About Hip Impingement
What is Hip Impingement?
The hip joint is a ball and socket joint between the Femur (thigh bone) and the acetabulum (the hip socket). Hip impingement is caused by contact between the head due to bony changes on the ball or the socket. Repeated contact between the two bony surfaces can damage the hip labrum (cartilaginous structure surrounding the hip) which attaches to the rim of the hip socket, and can cause pain in the area. If this continues, it can lead to damage to the cartilage and eventually lead to osteoarthritis of the hip. There are 3 types of impingement depending on where the excess bone is:
- cam, excess on the ball
- pincer, excess on the socket
- mixed, excess on both bony elements
What causes hip impingement?
- Typically affects younger people who play lots of sport
- Genetics
- Excessive rotational sporting activity during adolescence, for example, football and rugby
- Obesity
- Decreased muscular strength and coordination around the hip
How can I tell if I have hip impingement?
- You may feel pain in the groin, down the front of the thigh, occasionally the outside of the hip and rarely the buttock region>
- Running, changing direction, twisting or explosive movements will often reproduce pain
- You may get pain when you bring your knee towards your chest or perform a deep squatting movement, for example, tying shoe laces
- You may feel catching in the hip as you move or it may give way/feel like it may give way
How can hip impingement be treated?
Weight management
There is a link between impingement and obesity. Studies show a weight loss of 10% can provide a 50% reduction in symptoms, to calculate your target weight loss figure, multiply your body weight by 0.10. Excess body fat is also known to amplify inflammation around the body and so can cause increase in pain, losing weight can help avoid this. * Link to general health weight loss page *
Strength exercises
Improving movement control around the hip, core stability and overall strength of the hip muscles will help to improve the way your hip moves which can take the pressure off of the painful region. The exercises will begin in positions that are more comfortable and gradually progress to more difficult positions. The exercises need to be just right with regards to how much you do; too little will not be enough to increase your strength, too much will increase your pain. See the exercise plan for exercises and how to build these up.
General exercise
Moderate intensity exercise for examples fast walks, cycling, pilates or yoga class also help to strengthen the hip muscles and maintain your fitness levels.
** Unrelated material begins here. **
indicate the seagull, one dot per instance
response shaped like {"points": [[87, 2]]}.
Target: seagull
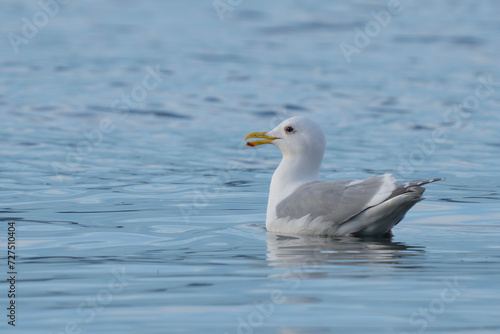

You may need to modify these to avoid reproducing the pain for example doing a class but skipping particularly painful exercises or doing them but with less depth and range. Exercise releases endorphins in the brain, the body’s natural painkiller, so can help with pain.
Activity modification
As with your exercises; too much activity can irritate symptoms and too little can lead to deconditioning. Feeling pain in the hip does not mean you are damaging the tissues, most pain that occurs after activity (without incident or trauma) is related to sensitivity of the muscles rather than damage. Try to take regular breaks and pace activities to avoid building up the sensitivity. Also try to avoid high impact exercise such as heavy squats or deadlifts or fast paced running on hard ground, these aren’t necessarily damaging but need to be carefully introduced, your physio will help you do this.
Optimise painkillers
You may be advised by your GP to take anti-inflammatory drugs which can help with pain and stiffness, as well as simple pain killers such as Paracetamol. Please see the NHS website for further information:
- Paracetamol for adults: painkiller for pain and high temperature, NHS
- Ibuprofen for adults: painkiller which also treats inflammation, NHS
Surgery
If the exercises and lifestyle changes do not help, then surgery may be an option. However, recent research has shown surgery to only be slightly more effective than physiotherapy in the management of this condition – after a year surgical patients were 60% better and physiotherapy patients were 50% better. We therefore we advise a good period of rehabilitation before potentially considering surgery, since operations carry more risk than doing rehabilitation exercises.